Skip to main content
This workflow shows how to capture malformed or schema-incompatible events, route them to a DLQ topic or table, and persist failures for auditing and replay.

Scope

  • Use cases
    • Capture JSON parse errors, schema mismatches, or business validation failures.
    • Persist failure payloads with reasons and timestamps for later fixes and replays.
  • Non-use cases
    • Complex semantic validation pipelines.

Common steps

1

Build context

  • Identify critical streams (e.g., OrderCompleted, PaymentInfoAdded).
  • Define failure categories and DLQ storage (Kafka topic or Iceberg table).
2

Implement (Flink SQL by default)

  • Use error-tolerant formats or wrap parsing in a UDF to catch failures.
  • Route successes to facts and failures to DLQ.

Implementation notes

  1. Flink SQL connectors may support ignore-parse-errors; combine with a side output for failures using custom functions, or implement parsing in a Flink job.
  2. Store original payload and error details for replay.

RESINK.AI recommendations

  • Keep DLQ retention long enough to handle upstream issues.

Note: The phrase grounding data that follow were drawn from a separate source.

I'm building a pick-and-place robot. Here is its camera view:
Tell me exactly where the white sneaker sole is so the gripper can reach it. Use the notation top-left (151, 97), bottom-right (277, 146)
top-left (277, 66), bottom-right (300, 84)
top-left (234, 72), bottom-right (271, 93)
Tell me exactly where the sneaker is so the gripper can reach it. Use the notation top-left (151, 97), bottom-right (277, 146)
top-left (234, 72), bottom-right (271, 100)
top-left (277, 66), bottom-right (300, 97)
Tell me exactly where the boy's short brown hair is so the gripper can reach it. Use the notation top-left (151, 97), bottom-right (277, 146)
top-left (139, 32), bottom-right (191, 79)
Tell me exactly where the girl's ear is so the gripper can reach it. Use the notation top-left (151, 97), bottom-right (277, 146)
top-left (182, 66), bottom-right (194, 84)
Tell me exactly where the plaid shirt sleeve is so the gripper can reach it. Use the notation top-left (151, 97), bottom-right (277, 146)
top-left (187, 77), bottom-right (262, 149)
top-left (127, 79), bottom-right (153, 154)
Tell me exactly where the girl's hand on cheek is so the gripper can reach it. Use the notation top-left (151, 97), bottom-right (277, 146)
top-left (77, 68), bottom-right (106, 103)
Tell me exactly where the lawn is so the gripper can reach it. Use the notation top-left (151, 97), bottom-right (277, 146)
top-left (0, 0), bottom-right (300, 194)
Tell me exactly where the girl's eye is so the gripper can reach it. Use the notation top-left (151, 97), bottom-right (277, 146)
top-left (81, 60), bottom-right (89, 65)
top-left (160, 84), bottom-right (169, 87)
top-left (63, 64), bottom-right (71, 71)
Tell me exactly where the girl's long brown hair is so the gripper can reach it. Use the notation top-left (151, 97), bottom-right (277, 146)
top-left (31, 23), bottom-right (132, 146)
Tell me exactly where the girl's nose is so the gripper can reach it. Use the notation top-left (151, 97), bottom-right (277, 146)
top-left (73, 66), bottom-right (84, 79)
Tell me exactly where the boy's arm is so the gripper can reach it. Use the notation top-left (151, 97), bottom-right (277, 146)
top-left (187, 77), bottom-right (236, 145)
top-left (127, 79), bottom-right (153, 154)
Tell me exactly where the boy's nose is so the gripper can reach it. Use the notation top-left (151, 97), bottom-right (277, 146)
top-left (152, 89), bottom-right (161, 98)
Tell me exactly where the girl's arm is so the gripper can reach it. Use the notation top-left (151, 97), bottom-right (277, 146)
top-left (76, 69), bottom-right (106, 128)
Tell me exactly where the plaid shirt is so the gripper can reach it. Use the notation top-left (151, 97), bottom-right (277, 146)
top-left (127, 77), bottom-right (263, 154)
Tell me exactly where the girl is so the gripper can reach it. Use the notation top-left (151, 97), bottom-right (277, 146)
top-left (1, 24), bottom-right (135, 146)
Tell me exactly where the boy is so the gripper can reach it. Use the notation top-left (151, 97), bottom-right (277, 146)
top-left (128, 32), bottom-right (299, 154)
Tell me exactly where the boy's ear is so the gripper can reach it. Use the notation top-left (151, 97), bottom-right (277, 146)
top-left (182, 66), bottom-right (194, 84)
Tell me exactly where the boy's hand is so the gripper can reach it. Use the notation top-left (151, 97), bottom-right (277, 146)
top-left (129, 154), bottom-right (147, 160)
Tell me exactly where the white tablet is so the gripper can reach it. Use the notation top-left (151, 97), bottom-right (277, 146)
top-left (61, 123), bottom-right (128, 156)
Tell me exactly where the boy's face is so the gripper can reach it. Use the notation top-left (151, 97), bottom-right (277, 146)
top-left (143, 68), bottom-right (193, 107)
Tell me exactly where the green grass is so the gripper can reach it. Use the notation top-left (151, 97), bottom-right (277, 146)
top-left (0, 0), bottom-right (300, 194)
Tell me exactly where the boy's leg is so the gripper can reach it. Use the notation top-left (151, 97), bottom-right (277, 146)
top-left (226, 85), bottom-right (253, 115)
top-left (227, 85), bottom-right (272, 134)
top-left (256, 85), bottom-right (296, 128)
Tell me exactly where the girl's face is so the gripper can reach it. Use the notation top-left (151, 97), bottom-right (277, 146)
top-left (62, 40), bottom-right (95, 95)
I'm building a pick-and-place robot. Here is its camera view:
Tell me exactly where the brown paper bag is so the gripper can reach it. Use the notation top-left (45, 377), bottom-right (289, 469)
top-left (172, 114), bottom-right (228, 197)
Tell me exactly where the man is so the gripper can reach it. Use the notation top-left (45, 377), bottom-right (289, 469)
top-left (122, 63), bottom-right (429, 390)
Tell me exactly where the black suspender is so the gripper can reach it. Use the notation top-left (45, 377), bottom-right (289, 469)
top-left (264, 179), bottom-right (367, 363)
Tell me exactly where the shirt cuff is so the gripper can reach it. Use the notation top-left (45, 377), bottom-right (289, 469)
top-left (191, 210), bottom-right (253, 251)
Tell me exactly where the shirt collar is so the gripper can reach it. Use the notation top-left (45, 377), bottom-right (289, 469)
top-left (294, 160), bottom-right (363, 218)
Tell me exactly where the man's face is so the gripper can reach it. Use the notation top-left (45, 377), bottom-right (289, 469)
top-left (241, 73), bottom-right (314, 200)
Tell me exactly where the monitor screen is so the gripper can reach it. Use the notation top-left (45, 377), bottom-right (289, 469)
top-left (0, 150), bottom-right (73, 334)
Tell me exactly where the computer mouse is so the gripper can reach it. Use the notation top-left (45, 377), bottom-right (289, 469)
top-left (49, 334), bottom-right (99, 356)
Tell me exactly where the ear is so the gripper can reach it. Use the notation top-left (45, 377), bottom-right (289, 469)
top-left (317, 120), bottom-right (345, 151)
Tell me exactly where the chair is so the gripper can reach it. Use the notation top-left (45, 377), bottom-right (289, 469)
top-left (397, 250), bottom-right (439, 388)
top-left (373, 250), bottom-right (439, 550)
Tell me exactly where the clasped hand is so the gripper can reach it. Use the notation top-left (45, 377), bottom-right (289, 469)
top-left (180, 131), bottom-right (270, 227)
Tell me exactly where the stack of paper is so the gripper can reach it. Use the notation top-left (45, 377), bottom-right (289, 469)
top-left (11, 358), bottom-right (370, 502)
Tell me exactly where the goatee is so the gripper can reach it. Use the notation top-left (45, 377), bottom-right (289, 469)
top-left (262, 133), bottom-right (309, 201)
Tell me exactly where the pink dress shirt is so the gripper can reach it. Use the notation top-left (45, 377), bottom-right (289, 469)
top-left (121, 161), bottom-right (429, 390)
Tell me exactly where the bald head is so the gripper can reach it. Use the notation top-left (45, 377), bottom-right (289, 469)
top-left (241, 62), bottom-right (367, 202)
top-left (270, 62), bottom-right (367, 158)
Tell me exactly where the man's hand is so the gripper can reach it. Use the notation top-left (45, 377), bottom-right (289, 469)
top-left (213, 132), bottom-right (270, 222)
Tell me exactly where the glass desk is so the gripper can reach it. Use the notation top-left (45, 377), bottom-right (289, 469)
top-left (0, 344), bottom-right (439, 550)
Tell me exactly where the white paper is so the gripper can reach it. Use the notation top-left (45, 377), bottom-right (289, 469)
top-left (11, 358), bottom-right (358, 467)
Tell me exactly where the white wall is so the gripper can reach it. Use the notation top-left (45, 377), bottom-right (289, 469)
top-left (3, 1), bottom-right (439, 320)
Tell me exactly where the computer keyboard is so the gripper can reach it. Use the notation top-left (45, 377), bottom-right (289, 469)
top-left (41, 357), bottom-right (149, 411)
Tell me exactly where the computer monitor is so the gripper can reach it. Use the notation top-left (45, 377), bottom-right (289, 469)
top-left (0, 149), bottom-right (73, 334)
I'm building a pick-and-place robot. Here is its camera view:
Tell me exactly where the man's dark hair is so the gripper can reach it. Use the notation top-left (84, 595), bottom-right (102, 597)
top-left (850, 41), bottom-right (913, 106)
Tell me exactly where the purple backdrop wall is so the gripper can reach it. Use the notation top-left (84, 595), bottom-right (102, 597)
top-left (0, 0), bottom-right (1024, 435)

Compress DLQ storage to reduce costs.

Example

-- Example raw topic with potential malformed JSON
CREATE TABLE RawOrderCompleted (
  payload STRING,
  ingest_time TIMESTAMP(3),
  WATERMARK FOR ingest_time AS ingest_time - INTERVAL '10' SECOND
) WITH (
  'connector'='kafka', 'topic'='e00-order-completed-raw', 'format'='json'
);

-- A parsed view; in practice, implement a UDF or use SQL JSON functions with TRY_CAST semantics
CREATE TEMPORARY VIEW ParsedOrderCompleted AS
SELECT
  CAST(JSON_VALUE(payload, '$.order_id') AS STRING) AS order_id,
  CAST(JSON_VALUE(payload, '$.user_id') AS STRING) AS user_id,
  CAST(JSON_VALUE(payload, '$.total_value') AS DECIMAL(18,2)) AS total_value,
  TO_TIMESTAMP_LTZ(CAST(JSON_VALUE(payload, '$.event_ts') AS BIGINT), 3) AS event_time,
  payload
FROM RawOrderCompleted;

-- Success sink
CREATE TABLE fact_order_ingested (
  order_id STRING,
  user_id STRING,
  total_value DECIMAL(18,2),
  event_time TIMESTAMP(3)
) PARTITIONED BY (days(event_time)) WITH (
  'connector'='iceberg',
  'catalog-name'='hadoop_iceberg',
  'catalog-type'='hadoop',
  'warehouse'='file:///tmp/iceberg/flink_table'
);

-- DLQ sink
CREATE TABLE dlq_order_completed (
  error_type STRING,
  error_message STRING,
  payload STRING,
  failure_time TIMESTAMP(3)
) PARTITIONED BY (days(failure_time)) WITH (
  'connector'='iceberg',
  'catalog-name'='hadoop_iceberg',
  'catalog-type'='hadoop',
  'warehouse'='file:///tmp/iceberg/flink_table'
);

-- Route logic (illustrative). Replace TRY_* with actual supported functions/UDFs.
INSERT INTO fact_order_ingested
SELECT order_id, user_id, total_value, event_time
FROM ParsedOrderCompleted
WHERE order_id IS NOT NULL AND user_id IS NOT NULL AND total_value IS NOT NULL AND event_time IS NOT NULL;

INSERT INTO dlq_order_completed
SELECT 'PARSE_ERROR' AS error_type,
       'Missing required fields' AS error_message,
       payload,
       CURRENT_TIMESTAMP AS failure_time
FROM ParsedOrderCompleted
WHERE order_id IS NULL OR user_id IS NULL OR total_value IS NULL OR event_time IS NULL;

Variations

  • DLQ to Kafka topic
CREATE TABLE dlq_order_completed_kafka (
  error_type STRING,
  error_message STRING,
  payload STRING
) WITH (
  'connector'='kafka', 'topic'='e00-dlq-order-completed', 'format'='json'
);

Troubleshooting

Alert on DLQ rates; throttle or temporarily buffer in object storage during incidents.
Store the original payload and a canonical timestamp; build a replay job that reuses the same parsing logic.